Le pagherà solo chi guadagna più di 1,75 milioni di peso (5.000 dollari) al mese, ma bastano le dita di una mano per elencarli tutti.
L’Argentina potrebbe sembrare un nuovo “paradiso fiscale”, ma non lo è affatto: la povertà è dilagante e nel 2023 ha colpito il 40% della popolazione, che vive sotto il livello minimo di sussistenza.
Per aiutare almeno un po’ la gente a “sbarcare il lunario” e a poche settimane dal voto per le elezioni presidenziali, in programma per il 22 di ottobre, il Parlamento dell’Argentina ha approvato il disegno di legge che cancella le imposte sul reddito per praticamente tutti i lavoratori dipendenti del Paese. La misura è stata proposta dal ministro dell’Economia, Sergio Massa, uno dei candidati per la prossima presidenza argentina, che guida l’attuale colazione di centrosinistra al Governo, al terzo posto nelle primarie dello scorso agosto.
Massa aveva già varato l’esenzione temporanea dalle imposte sul reddito per il 99% dei dipendenti con un decreto straordinario, che ora diventa legge dopo l’approvazione del Senato con i 38 voti a favore e i 27 contrari. L’imposta sul reddito sarà eliminata per più di 800.000 lavoratori e pensionati argentini. Continuerà a versarla soltanto chi percepisce “un importo superiore a 15 volte il salario minimo federale”, ovvero 1,75 milioni di peso al mese (5.000 dollari circa in base al tasso di cambio attuale).
La nuova legge ha messo ancora una volta sotto i riflettori non soltanto la piaga della povertà in Argentina, ma anche un dato sorprendente: avere un lavoro regolare e stabile non garantisce una vita decente. Il costo del paniere minimo dei beni e servizi aumenta a passi da gigante: nel solo mese di agosto del 2023 è aumentato ancora del 14,3%.

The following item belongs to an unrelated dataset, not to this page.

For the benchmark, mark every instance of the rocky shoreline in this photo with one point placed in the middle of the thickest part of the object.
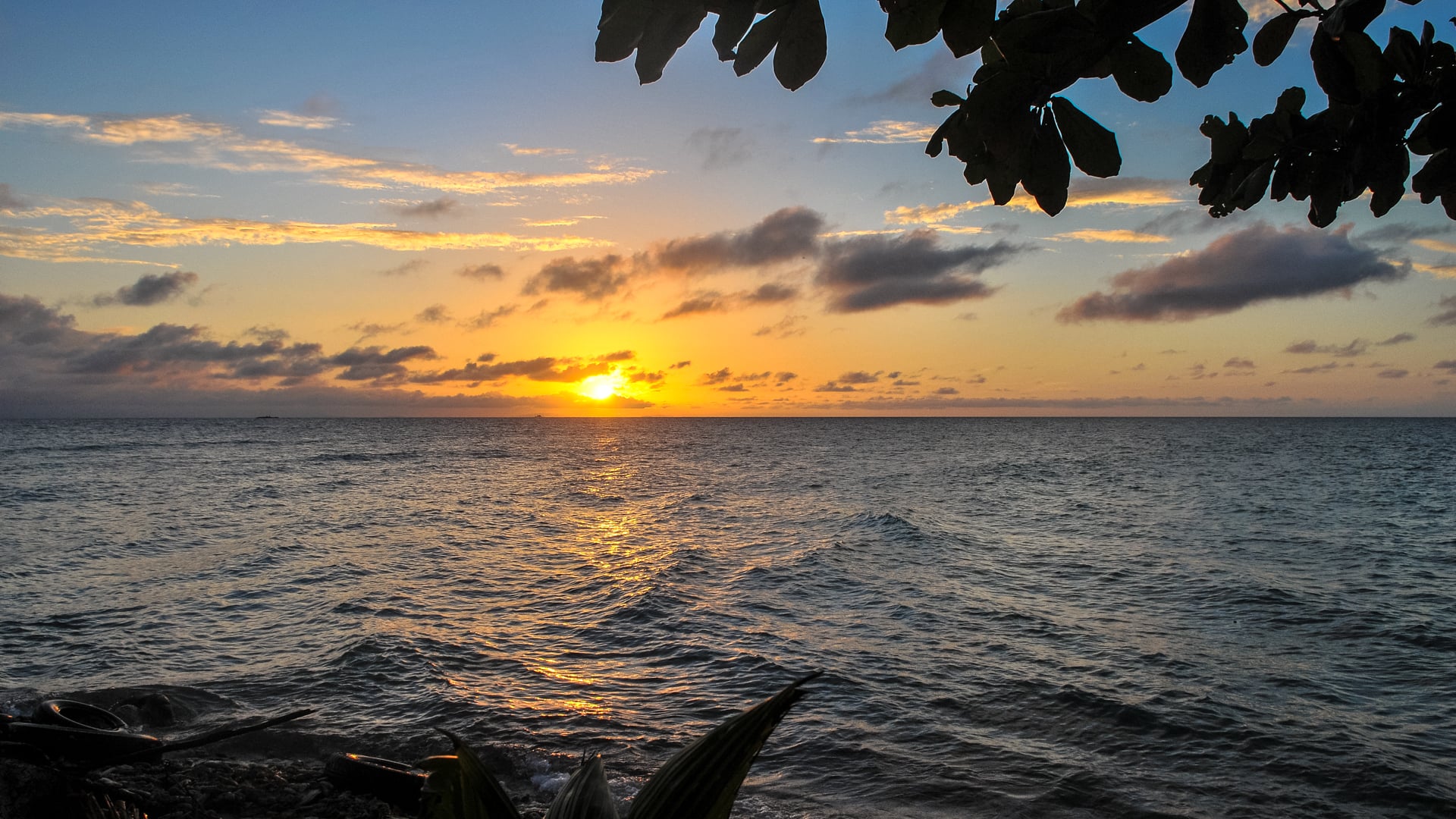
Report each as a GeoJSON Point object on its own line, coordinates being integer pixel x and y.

Secondo la stima della Commissione per il bilancio del Congresso nazionale argentino, l’esenzione costerà nel 2024 al PIL del Paese lo 0,83%. Il Fondo monetario internazionale, che lo scorso 23 agosto aveva approvato l’erogazione all’Argentina di un nuovo prestito di 7,5 miliardi di dollari, ha dichiarato di essere profondamente preoccupato per la spesa pubblica e per l’inflazione galoppante.